Overwhelmed by the piles of food that we divvy up, we do not buy any more food. We have to carry this mountain of pop tarts, mac n’cheese, crackers, candy bars. Surely it’s enough?

It’s a gray, drizzly day. Matches my attitude. We sit at a picnic table with some other PCT hikers, not hiking.

We’re approached by a man in a sweater, with a beautiful handlebar mustache. He’s an artist, taking portraits of people of Yosemite. Today, that’s us. He lets us pose however we want, and I lean on my trekking poles, look straight at the photographer as he ducks under his little black curtain to click the shutter on his old fashioned 4×5. Every cell in my body feels self aware and tingly with the force of the full attention of another human being. When was the last time I was looked at so completely?

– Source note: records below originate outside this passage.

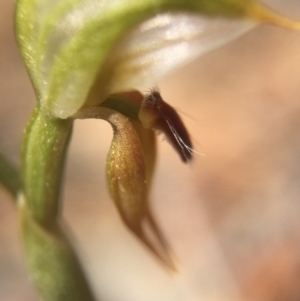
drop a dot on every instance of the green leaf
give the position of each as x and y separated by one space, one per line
9 176
66 44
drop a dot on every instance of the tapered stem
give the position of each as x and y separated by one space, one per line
9 177
52 262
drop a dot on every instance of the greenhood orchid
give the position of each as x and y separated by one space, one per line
92 59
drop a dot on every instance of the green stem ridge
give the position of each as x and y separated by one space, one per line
9 177
43 155
53 265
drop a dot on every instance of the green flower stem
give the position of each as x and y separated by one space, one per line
9 177
53 265
43 155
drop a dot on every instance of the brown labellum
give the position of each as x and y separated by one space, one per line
157 114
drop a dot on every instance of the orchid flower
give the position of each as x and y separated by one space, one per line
91 59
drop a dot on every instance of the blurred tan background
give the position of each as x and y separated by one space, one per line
232 217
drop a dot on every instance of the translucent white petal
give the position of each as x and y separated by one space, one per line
166 42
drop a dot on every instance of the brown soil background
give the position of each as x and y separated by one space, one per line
232 217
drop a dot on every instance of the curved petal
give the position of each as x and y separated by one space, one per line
74 53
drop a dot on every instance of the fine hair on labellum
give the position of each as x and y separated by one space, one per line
157 114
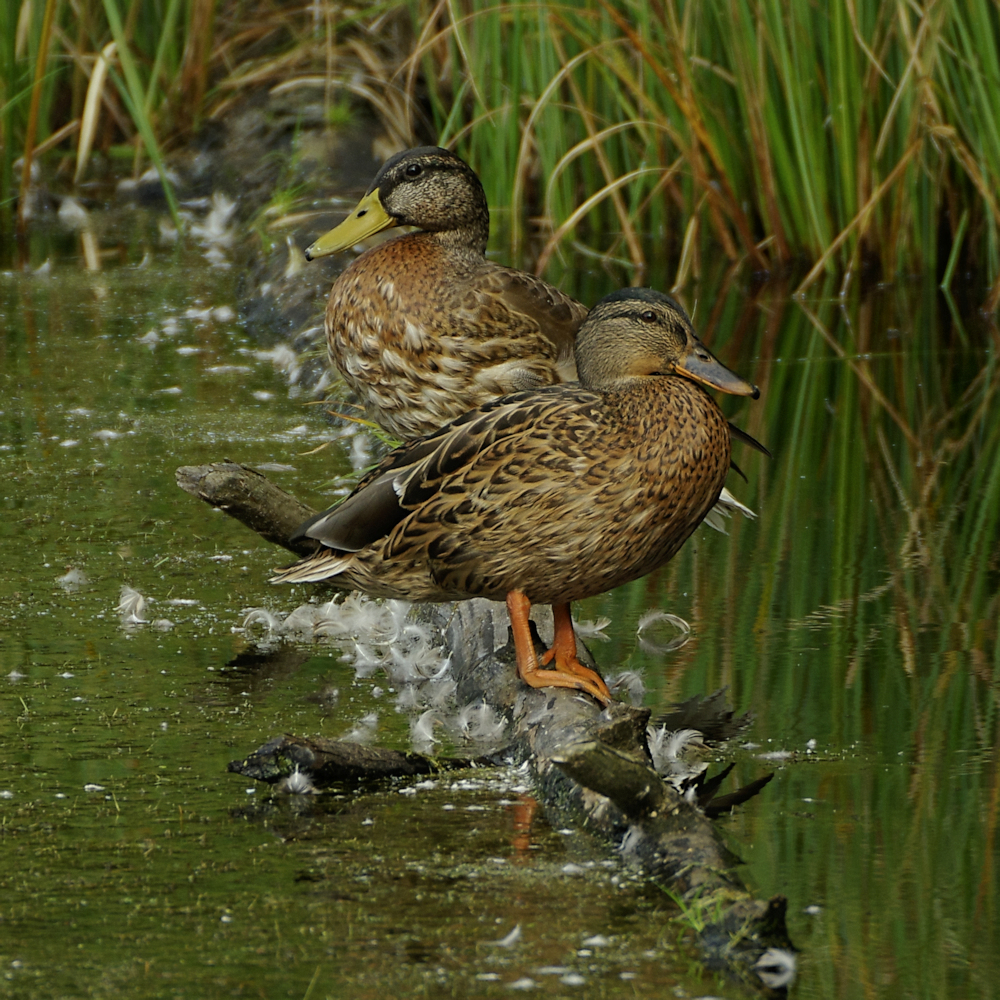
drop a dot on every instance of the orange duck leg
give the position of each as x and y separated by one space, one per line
569 671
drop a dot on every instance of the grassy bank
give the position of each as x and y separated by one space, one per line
856 136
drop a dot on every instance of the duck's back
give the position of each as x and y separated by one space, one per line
570 494
424 331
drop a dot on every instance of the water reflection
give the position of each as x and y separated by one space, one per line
856 619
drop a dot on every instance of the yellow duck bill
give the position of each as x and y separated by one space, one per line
367 218
703 368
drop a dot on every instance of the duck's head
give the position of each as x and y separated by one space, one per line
427 187
640 333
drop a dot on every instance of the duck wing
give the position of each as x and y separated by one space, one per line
413 473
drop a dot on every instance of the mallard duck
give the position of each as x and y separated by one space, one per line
424 327
546 495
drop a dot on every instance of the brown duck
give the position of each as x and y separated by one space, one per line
548 495
424 327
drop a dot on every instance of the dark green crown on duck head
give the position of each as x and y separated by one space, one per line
427 187
637 333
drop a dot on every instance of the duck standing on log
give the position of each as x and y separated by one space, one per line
423 327
548 495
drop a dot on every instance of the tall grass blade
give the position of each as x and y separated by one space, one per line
32 129
91 109
133 95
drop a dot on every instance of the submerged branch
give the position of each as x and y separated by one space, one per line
591 767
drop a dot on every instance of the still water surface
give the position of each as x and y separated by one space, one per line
856 620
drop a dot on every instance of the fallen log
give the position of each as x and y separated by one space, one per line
590 767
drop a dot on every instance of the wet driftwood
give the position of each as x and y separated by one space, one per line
591 767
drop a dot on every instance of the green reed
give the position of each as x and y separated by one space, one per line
861 610
855 134
826 139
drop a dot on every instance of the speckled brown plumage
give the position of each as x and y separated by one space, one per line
560 493
424 327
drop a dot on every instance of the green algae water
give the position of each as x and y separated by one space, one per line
856 619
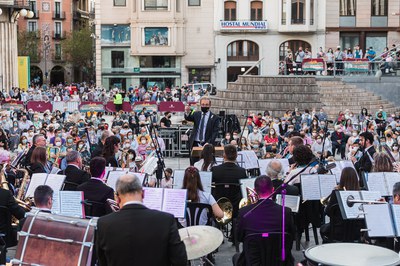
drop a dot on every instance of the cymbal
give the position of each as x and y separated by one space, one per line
200 240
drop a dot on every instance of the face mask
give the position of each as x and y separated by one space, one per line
205 109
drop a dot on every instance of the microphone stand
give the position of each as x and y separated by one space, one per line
281 188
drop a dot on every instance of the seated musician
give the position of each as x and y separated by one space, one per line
195 193
43 198
8 207
266 218
339 229
95 191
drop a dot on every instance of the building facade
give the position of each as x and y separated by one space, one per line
372 23
154 42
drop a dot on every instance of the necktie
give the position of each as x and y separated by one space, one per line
201 135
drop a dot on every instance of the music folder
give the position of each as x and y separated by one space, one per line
68 203
51 180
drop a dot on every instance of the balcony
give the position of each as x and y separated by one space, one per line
244 26
59 35
59 15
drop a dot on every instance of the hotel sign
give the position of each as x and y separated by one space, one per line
244 25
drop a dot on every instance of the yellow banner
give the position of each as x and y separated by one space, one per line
24 69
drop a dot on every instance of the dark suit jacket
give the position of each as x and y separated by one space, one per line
97 192
212 127
7 202
229 173
74 175
140 236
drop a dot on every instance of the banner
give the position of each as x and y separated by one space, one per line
313 64
150 106
39 106
173 107
24 72
16 105
356 65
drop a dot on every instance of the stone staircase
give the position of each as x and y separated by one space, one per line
278 94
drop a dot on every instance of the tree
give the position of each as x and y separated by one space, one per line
78 50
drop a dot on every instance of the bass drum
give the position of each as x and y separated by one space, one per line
350 254
48 239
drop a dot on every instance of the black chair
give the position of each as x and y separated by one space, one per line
266 249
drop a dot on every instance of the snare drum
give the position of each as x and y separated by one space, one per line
48 239
350 254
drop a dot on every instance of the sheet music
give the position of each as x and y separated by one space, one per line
378 220
376 182
350 212
178 178
391 179
36 180
396 217
246 182
293 202
174 202
206 180
310 187
153 198
71 203
55 181
327 184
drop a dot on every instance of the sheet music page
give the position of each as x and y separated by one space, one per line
178 178
391 179
376 182
378 220
293 202
71 203
327 184
246 182
113 177
55 181
153 198
310 187
56 208
174 202
350 212
206 180
396 217
36 180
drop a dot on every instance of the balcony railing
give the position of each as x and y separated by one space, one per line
59 35
59 15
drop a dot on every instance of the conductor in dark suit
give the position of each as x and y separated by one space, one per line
8 207
206 125
95 191
74 173
266 218
137 235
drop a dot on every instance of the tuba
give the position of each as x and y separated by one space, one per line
252 197
226 206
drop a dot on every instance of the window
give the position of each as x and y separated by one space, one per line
256 11
242 51
230 10
347 7
298 10
155 4
32 26
117 59
119 2
379 8
194 2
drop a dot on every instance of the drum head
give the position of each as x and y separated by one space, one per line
350 254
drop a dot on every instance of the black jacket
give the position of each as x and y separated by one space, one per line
212 127
97 193
74 177
140 236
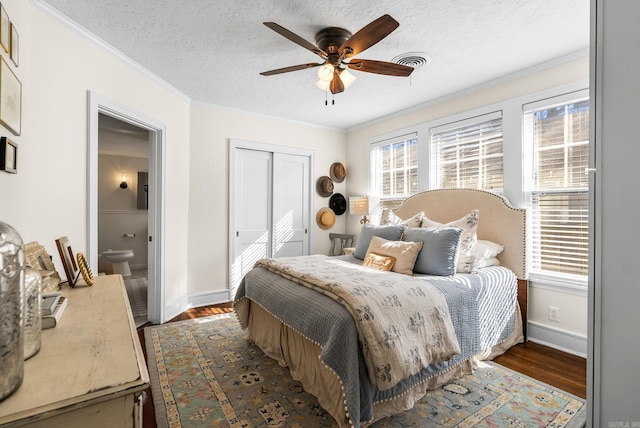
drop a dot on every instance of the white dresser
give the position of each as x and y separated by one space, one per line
90 371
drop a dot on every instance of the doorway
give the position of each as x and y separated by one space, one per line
134 122
123 167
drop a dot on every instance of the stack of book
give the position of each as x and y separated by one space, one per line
53 306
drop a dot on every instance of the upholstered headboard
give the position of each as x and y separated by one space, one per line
499 221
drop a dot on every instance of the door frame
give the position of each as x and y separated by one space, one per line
97 104
263 147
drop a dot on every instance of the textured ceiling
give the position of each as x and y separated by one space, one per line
213 51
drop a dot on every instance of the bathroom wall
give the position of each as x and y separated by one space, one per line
118 214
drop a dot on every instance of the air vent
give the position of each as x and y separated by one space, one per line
413 59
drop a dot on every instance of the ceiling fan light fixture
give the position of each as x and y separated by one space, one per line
325 73
347 78
323 85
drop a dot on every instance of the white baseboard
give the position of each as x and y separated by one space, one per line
205 299
196 301
558 339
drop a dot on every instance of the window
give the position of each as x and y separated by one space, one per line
468 154
394 169
557 137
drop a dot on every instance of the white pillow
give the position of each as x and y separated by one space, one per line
467 246
488 249
492 261
389 217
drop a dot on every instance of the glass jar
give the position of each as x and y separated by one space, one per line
12 265
32 312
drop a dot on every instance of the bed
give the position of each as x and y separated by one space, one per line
304 322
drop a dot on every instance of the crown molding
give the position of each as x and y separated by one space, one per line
40 4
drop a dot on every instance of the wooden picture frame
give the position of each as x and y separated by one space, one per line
68 259
8 155
5 31
14 50
37 257
10 99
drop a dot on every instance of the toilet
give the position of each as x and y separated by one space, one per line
119 260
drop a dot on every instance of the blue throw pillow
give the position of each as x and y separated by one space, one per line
439 251
390 233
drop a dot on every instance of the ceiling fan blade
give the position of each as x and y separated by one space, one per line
292 68
336 86
380 67
368 36
296 39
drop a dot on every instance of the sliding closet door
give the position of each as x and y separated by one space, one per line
251 199
269 205
290 205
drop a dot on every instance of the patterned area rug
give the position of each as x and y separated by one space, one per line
204 373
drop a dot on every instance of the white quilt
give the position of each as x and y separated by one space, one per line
403 322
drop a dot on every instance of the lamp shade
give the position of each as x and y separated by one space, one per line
325 73
359 205
347 78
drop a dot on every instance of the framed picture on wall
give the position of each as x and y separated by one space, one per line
8 155
10 99
15 45
4 29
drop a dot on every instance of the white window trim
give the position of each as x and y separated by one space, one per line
555 281
513 160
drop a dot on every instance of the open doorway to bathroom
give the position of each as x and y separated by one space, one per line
123 167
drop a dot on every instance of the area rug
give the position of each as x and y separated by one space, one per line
205 373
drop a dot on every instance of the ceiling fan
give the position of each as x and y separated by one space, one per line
337 47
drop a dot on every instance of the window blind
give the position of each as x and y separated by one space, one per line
394 168
469 154
558 135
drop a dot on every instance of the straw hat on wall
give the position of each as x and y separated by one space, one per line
325 218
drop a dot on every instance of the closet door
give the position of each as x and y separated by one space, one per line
251 199
269 211
290 205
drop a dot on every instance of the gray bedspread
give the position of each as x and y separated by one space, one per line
482 309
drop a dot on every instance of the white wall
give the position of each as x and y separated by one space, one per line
211 129
571 332
613 377
48 197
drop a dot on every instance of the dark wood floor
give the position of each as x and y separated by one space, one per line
565 371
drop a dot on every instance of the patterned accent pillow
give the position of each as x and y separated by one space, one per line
467 246
405 253
368 231
439 254
378 262
389 217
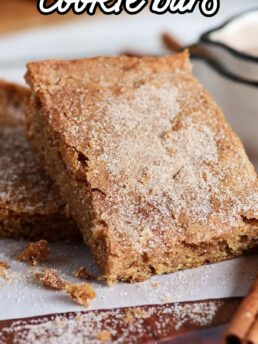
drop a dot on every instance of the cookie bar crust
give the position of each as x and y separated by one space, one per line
30 207
153 174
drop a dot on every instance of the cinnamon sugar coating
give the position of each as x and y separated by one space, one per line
153 174
35 252
50 279
80 292
30 206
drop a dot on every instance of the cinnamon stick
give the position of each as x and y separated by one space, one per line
252 337
243 328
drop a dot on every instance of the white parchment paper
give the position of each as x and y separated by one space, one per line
22 295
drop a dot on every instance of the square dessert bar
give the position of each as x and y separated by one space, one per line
153 174
30 207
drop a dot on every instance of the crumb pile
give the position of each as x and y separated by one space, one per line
50 279
35 252
83 274
80 292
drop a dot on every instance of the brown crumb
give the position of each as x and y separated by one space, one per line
129 316
156 284
103 335
35 252
80 292
138 313
83 274
50 279
58 322
4 266
91 144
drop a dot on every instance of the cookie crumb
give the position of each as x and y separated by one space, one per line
50 279
156 284
103 335
83 274
80 292
35 252
58 322
129 316
4 266
91 144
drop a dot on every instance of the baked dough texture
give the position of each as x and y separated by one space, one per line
30 206
153 174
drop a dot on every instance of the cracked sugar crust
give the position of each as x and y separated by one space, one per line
162 164
24 186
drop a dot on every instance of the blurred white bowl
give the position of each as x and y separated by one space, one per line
235 45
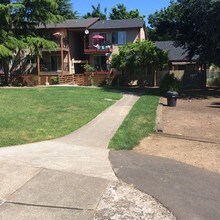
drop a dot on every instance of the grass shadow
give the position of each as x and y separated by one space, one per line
133 90
201 93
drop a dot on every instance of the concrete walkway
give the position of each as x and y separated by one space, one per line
71 177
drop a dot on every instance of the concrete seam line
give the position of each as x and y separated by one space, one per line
48 206
25 182
159 126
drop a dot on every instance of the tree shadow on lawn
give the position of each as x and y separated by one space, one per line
133 90
200 93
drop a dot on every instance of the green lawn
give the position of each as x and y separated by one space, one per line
139 123
33 114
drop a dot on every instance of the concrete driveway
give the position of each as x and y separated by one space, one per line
162 163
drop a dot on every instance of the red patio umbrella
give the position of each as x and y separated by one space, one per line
97 36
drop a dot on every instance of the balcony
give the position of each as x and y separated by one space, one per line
98 49
53 68
59 45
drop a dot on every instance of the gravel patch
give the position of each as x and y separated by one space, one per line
122 201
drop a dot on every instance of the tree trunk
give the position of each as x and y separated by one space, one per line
5 63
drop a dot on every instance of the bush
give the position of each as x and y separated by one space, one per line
215 81
169 83
54 80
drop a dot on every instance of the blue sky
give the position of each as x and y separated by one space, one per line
145 7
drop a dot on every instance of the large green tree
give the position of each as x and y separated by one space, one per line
161 23
139 55
19 19
193 25
120 12
96 13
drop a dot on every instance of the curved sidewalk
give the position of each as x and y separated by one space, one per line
71 177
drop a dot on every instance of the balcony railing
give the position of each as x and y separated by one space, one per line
53 67
102 48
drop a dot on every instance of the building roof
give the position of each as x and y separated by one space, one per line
72 23
118 24
175 53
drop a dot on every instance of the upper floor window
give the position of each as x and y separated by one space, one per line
119 37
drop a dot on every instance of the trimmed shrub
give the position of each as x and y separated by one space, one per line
169 83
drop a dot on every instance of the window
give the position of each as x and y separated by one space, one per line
119 37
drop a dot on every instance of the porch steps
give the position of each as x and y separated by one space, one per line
79 79
65 79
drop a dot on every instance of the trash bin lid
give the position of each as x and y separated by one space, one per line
172 94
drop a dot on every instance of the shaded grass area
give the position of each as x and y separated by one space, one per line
139 123
34 114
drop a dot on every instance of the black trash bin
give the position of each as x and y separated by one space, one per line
172 98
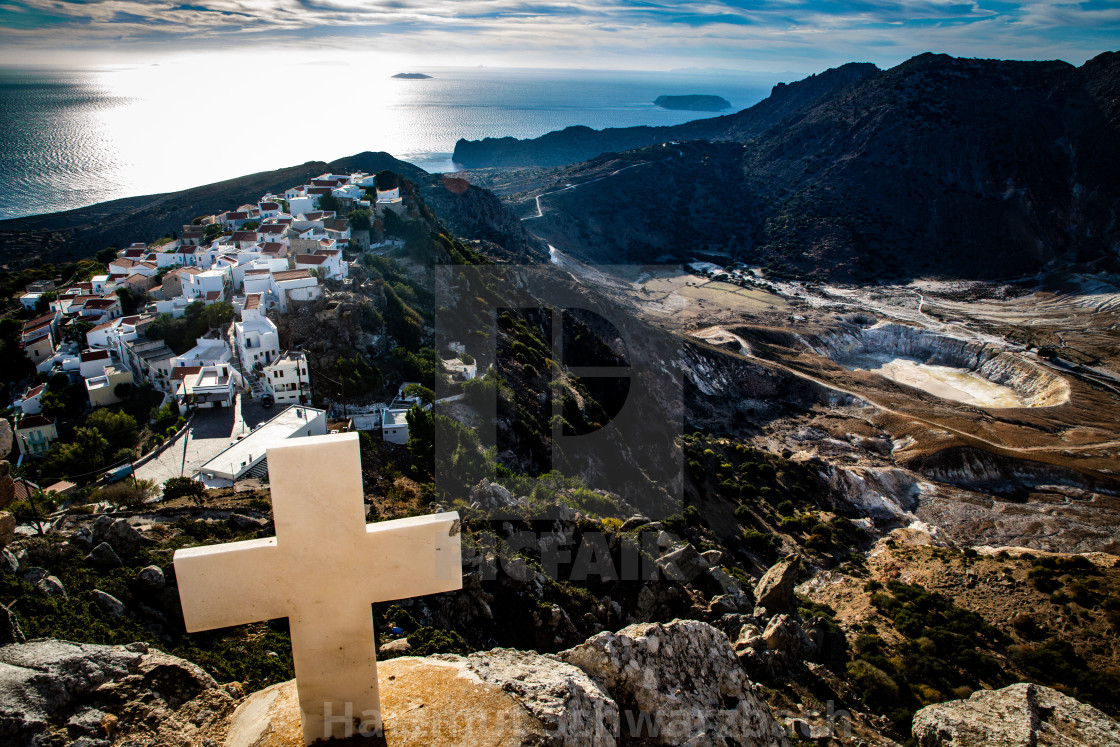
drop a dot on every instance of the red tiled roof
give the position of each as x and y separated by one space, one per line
25 488
183 372
45 317
290 274
33 326
34 421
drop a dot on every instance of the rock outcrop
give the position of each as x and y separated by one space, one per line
500 697
774 591
653 684
678 683
1019 716
58 692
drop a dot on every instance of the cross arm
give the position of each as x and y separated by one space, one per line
412 557
233 584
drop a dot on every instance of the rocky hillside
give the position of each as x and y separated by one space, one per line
936 167
468 211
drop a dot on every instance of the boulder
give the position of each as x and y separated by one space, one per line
501 697
1019 716
151 578
123 693
82 539
103 557
712 557
682 565
52 587
680 683
774 591
7 485
34 575
783 634
9 563
7 529
634 522
119 533
112 606
398 647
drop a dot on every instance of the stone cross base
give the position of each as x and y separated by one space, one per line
425 702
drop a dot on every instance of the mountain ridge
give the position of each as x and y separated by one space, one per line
940 167
579 143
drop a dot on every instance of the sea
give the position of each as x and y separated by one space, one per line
75 138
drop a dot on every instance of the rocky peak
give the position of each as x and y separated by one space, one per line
1020 715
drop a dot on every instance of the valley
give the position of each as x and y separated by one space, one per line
927 404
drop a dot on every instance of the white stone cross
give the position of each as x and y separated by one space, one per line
322 571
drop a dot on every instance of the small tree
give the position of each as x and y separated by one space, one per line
425 394
184 487
361 220
128 494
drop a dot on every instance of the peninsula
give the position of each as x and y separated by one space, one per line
693 103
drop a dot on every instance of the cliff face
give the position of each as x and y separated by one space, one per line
940 166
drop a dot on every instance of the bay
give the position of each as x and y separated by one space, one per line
74 138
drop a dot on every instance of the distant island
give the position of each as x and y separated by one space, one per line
693 103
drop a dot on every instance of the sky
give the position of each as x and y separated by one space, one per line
801 36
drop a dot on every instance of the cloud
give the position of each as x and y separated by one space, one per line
790 34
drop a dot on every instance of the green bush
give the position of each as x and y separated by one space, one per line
128 493
427 641
761 543
184 487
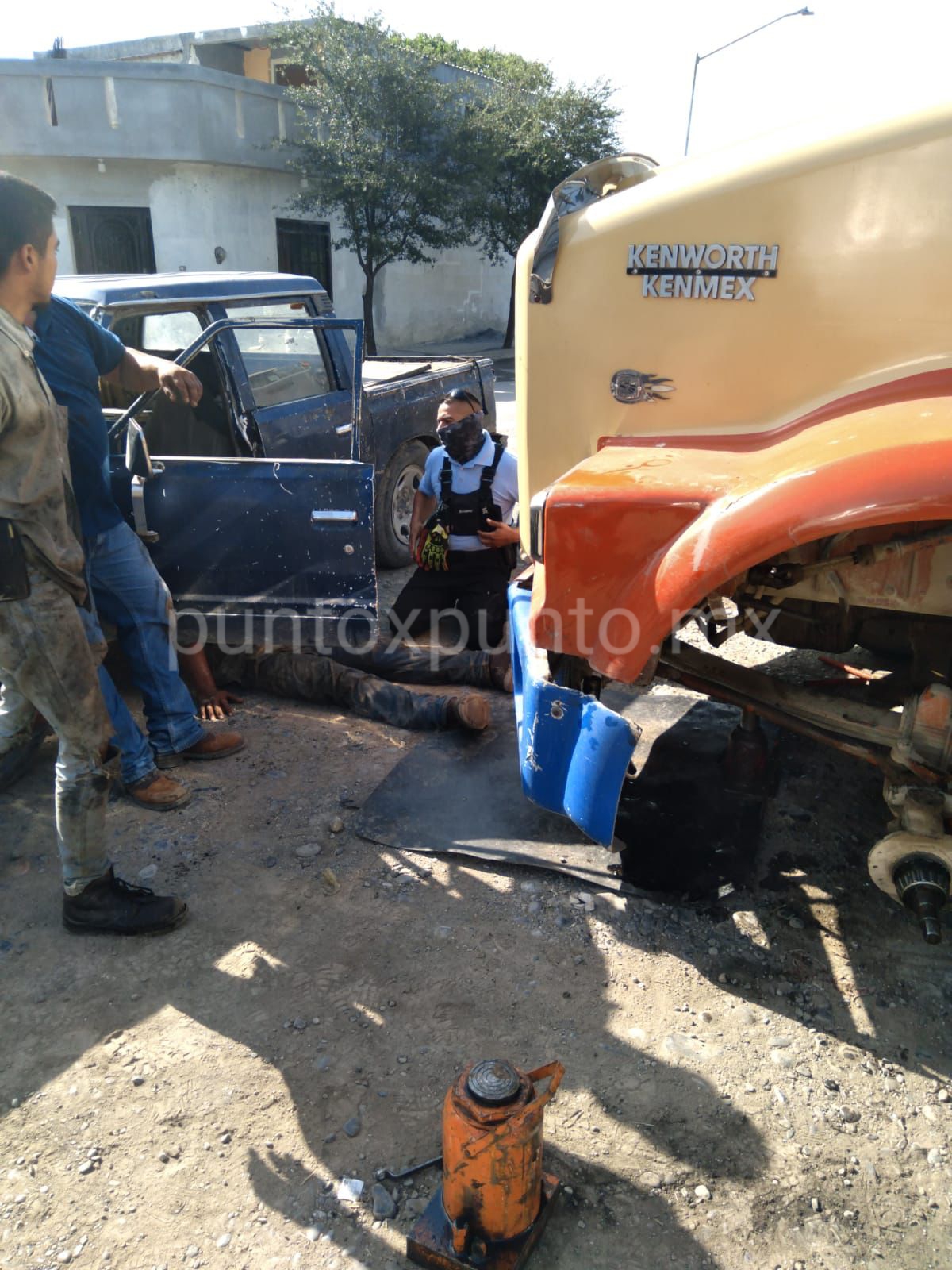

To be seen as I am, or as I wish I would be?

Since we’re already holding our trekking poles, packs on, shoes tied, standing on the trail even, it must be time to go. Is thru-hiking turning into a chore? An exercise in self punishment?

We walk through the gray day into the meadow, smooth gray domes populating the horizon, smooth, gray water running through the field. We come to the waterfalls before Glen Aulin, think of the Davids. J falls asleep on a rock, I lean on my pack.

The Grand Canyon of Yosemite is opening before us but we take a hard right turn to the north. “I hiked here with my dad once,” J mentions. “We camped at a meadow with this incredible giant rock. We sat up there on it, watched a big, beautiful owl fly below us.” The giant rock appears before us, size of a house. It’s drizzling again. We planned on going another five miles, but we set up the tarp behind the house-boulder. Home again.